Federico Filauri (SAS) - 2018-19 Students
federico.filauri@postgrad.sas.ac.uk

Ernst Bloch and the Messianic Idea in the Twentieth Century Thought

In recent years our global landscape has dramatically changed, demanding to re-examine our description of cultural, economic and political phenomena to cope with them; among those, the relationship between religion and politics needs to be rethought. My research project consists in a historical-philosophical study of German-Jewish thought of the Twentieth Century, with an emphasis on theological-political aspects. I intend to conduct a brief survey of the origin and development of messianic faith, analysing the main problems that arise from the various studies concerning messianism, seeking the places from which Bloch drew his messianic conceptions. I will then provide an original interpretation of two cardinal structures of Blochian thought – not-yet-being and exodus –, investigating their relation with messianic concepts. Finally, I question two theological-political assumptions about the genealogy of modern sovereignty: the connection between God Omnipotent and the modern Legislator and the identification of fear as the essence of both state and religion.

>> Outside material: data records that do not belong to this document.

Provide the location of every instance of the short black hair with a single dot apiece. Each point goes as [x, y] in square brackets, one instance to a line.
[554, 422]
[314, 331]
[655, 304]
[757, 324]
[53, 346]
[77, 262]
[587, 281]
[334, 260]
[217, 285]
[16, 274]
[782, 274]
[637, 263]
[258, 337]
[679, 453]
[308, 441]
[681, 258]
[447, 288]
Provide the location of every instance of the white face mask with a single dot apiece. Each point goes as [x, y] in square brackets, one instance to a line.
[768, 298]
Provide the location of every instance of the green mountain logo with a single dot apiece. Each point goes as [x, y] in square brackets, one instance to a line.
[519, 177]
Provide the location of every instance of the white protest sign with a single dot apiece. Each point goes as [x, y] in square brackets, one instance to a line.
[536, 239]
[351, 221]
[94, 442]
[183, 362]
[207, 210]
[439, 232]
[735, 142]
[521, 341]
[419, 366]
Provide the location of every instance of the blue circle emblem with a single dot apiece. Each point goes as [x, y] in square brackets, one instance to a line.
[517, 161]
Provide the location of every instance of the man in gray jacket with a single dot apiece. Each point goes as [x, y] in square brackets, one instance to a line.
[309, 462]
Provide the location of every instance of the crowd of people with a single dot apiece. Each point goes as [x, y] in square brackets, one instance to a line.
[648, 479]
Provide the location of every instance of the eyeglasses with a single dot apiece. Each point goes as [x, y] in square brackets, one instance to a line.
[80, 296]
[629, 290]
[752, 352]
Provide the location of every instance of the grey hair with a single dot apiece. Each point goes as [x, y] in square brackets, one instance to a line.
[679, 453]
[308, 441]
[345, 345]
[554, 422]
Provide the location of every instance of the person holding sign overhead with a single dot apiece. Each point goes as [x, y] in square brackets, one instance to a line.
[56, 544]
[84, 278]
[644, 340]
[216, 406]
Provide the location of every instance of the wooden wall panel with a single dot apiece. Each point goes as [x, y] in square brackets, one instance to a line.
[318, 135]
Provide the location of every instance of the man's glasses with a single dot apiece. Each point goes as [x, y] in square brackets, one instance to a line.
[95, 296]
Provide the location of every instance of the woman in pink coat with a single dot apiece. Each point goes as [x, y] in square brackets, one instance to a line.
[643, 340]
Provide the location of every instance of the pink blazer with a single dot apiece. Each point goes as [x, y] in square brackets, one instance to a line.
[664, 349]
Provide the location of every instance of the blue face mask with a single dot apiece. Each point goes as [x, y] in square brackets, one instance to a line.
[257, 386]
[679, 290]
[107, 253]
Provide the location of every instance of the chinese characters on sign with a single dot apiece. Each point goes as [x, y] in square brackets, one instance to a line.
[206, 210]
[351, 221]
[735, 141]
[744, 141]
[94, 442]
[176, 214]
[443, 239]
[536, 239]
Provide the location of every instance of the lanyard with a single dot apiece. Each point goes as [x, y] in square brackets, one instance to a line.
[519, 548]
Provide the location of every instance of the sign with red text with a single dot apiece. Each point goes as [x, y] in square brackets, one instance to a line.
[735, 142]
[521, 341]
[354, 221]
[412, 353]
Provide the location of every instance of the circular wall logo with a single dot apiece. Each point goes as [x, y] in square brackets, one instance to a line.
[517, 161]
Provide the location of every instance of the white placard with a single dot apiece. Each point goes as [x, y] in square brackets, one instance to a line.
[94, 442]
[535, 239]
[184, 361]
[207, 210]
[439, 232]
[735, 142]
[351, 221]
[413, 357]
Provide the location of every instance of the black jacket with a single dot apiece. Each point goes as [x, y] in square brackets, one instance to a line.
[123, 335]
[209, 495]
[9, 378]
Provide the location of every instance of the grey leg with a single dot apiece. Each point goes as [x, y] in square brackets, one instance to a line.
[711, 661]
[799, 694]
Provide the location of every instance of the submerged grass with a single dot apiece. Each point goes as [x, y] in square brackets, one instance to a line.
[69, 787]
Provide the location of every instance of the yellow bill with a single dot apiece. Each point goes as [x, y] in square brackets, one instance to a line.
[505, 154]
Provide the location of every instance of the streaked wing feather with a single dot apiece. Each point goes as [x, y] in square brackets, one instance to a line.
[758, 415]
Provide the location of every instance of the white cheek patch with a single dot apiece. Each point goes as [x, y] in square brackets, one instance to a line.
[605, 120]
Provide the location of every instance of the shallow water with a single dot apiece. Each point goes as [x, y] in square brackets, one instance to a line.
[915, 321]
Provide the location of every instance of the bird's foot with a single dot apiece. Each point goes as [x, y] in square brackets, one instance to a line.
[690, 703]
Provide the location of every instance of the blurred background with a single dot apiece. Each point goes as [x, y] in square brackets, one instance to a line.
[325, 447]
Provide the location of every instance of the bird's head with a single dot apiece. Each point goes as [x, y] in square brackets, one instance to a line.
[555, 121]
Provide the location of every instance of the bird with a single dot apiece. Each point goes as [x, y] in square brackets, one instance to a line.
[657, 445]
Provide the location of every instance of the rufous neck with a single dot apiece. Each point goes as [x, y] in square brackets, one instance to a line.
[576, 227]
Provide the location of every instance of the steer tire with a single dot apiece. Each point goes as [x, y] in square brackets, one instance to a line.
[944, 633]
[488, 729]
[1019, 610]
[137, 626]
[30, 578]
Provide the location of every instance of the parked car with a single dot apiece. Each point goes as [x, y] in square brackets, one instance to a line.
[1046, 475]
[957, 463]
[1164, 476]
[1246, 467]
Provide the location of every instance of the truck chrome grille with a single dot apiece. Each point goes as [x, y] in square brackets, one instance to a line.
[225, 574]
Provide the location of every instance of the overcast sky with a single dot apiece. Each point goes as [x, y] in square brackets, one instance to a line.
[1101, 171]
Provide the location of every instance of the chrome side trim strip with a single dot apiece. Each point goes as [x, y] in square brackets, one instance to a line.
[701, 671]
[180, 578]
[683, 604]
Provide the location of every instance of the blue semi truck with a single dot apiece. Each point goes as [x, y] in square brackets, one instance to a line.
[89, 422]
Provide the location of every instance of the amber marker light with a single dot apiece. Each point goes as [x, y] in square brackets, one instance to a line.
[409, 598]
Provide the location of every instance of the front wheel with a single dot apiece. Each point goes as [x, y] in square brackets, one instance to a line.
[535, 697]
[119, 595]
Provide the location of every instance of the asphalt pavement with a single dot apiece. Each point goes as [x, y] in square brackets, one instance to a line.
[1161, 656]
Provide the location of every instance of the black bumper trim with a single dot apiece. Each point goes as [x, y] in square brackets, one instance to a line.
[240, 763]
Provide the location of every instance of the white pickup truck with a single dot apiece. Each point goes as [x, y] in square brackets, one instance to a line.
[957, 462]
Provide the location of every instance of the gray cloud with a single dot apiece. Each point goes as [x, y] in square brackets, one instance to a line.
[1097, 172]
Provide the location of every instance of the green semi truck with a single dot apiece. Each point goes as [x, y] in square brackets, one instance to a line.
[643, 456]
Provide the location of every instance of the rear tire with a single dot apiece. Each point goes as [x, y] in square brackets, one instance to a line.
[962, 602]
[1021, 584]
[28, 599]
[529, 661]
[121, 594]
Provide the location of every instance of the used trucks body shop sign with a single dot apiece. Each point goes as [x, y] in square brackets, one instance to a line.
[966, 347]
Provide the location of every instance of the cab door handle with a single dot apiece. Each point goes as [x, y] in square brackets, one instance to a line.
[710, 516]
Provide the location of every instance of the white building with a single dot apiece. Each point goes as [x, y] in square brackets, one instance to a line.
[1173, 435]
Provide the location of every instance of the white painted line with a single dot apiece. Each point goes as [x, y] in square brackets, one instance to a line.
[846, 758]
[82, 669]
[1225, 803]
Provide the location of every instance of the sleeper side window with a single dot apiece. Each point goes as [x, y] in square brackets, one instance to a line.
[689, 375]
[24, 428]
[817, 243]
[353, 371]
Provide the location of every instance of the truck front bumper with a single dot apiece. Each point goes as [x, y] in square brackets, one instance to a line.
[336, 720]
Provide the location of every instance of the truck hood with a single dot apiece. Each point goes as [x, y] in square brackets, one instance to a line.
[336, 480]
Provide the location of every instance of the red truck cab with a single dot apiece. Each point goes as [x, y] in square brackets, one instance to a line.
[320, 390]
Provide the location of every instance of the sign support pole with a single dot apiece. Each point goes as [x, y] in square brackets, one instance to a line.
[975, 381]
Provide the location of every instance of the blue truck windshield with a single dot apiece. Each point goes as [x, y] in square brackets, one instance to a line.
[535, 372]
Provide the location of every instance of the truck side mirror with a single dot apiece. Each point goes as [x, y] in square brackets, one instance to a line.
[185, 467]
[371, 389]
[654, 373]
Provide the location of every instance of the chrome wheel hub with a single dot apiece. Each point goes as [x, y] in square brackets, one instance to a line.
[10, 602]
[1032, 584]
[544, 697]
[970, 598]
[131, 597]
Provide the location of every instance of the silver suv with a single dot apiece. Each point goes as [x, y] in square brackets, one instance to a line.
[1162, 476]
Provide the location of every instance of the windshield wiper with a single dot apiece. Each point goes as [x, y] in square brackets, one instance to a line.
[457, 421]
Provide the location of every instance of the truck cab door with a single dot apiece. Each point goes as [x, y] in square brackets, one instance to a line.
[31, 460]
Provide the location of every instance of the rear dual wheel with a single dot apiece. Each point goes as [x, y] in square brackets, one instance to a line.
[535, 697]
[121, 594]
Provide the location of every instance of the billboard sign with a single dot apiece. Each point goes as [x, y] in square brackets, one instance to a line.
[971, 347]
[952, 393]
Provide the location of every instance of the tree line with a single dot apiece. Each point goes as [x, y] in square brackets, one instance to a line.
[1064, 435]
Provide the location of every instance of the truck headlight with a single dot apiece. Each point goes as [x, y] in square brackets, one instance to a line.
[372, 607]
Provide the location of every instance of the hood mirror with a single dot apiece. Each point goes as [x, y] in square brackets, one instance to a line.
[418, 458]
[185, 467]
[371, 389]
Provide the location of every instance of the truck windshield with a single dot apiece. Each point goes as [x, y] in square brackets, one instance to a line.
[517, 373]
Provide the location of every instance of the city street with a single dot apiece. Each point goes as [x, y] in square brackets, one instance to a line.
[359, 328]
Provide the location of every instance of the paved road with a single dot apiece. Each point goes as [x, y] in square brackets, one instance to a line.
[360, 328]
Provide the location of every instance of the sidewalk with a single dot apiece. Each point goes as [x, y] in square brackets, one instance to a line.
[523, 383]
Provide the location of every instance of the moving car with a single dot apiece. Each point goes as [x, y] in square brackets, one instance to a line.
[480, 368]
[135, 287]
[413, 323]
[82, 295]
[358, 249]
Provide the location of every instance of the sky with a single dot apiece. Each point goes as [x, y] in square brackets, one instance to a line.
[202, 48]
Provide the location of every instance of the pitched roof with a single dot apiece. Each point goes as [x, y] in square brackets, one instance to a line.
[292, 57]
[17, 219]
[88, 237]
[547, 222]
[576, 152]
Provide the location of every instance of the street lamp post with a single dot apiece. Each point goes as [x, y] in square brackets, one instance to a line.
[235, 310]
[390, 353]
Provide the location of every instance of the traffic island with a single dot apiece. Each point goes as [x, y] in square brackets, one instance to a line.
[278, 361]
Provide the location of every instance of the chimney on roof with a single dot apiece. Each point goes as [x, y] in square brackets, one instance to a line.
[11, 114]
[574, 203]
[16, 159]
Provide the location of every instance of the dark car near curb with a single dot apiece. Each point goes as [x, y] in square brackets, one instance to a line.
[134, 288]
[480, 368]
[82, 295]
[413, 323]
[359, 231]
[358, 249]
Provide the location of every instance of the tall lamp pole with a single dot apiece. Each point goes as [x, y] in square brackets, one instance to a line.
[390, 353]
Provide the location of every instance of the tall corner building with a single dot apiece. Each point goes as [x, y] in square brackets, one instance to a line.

In so doing I aim to provide a reassessment of the features and roles played by messianism in Bloch’s thought, in comparison with his contemporaries, trying to provide a better understanding of the Jewish background within which Ernst Bloch acquired and reformulated the messianic idea. Moreover, I intend to inspect the influence that religious concepts drawn from the Jewish tradition may have on the development of theoretical constructs inside the western thought tradition.